They'll eat corn if they have nothing else available.Now give them feed with 4-6 different grains,and see what gets left out.I don't feed my birds corn in the summer.it's good in the winter as it helps keep them warm.


----------



## MaryOfExeter (Sep 30, 2007)

My birds learn to eat the corn and the peas with no problem. I start them on what I expect them to eat throughout the rest of the year.


----------



## dishan (Aug 20, 2009)

line of *plamenh* is most appropriate for is thread

"The same way you can live on hamburgers only, possible, but not good."


----------



## seismic wonder2 (Aug 15, 2009)

I've had chickens for a while. I feed tham primarily laying crumbles appropriate for hens. They also get "scratch" which is a blend of wild bird seed, sun flower seeds, millet, sorgum, etc,,, I reserve cracked corn as a treat, like candy. Mainly becuase it's nutritionaly similar to candy they can live on it just like you can live on Snickers bars, but it isn't good for them. In the fall they get extra corn in addition to the other food just to "fatten" them up a bit for the winter. And every so often I buy a block of sod so they get some grass in addition to the weeds, marygolds and spinniach they get.
(wow , I need to get a life...)
My birds get a balanced diet as much as I can provide, not exclusively one thing or another. "Mus hav abalance, grasshopper..."


----------



## rackerman (Jul 29, 2009)

*Cracked corn*

I have heard, that cracked corn is bad, because it can scratch their crops. Has anyone else heard that???


----------



## Hillybean (Oct 30, 2005)

rackerman said:


> I have heard, that cracked corn is bad, because it can scratch their crops. Has anyone else heard that???
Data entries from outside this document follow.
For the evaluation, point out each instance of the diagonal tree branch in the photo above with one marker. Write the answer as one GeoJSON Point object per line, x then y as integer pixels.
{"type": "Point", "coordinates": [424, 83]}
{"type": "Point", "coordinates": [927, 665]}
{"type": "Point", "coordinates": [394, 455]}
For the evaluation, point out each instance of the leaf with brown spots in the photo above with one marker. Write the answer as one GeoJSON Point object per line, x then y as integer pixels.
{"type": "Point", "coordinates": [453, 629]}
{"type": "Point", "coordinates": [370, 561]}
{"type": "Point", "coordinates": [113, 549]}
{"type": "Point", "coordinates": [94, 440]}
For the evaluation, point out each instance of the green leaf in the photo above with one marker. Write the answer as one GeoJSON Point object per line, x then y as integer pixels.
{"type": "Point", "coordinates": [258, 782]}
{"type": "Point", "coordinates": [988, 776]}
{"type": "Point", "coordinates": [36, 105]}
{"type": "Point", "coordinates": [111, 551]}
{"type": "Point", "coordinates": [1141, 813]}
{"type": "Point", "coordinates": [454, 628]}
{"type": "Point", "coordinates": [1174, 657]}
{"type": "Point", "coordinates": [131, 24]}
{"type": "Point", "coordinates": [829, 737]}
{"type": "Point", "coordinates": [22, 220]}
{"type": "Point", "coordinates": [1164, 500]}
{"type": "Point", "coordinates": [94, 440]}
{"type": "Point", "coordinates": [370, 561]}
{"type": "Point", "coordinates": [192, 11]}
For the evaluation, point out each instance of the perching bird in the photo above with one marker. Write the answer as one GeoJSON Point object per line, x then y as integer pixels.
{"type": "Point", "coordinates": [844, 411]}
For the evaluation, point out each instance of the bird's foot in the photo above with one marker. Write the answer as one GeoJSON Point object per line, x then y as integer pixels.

I have heard similiar thing... I have also heard that the digestion of crack corn is different, and that it can compact in the crop.

I just use whole corn, or pop corn, type of corn. That way I don't have to worry about it.

-Hilly


----------



## sky tx (Mar 1, 2005)

Cracked grain can cause CANKER


----------



## rackerman (Jul 29, 2009)

thats what I thought...


----------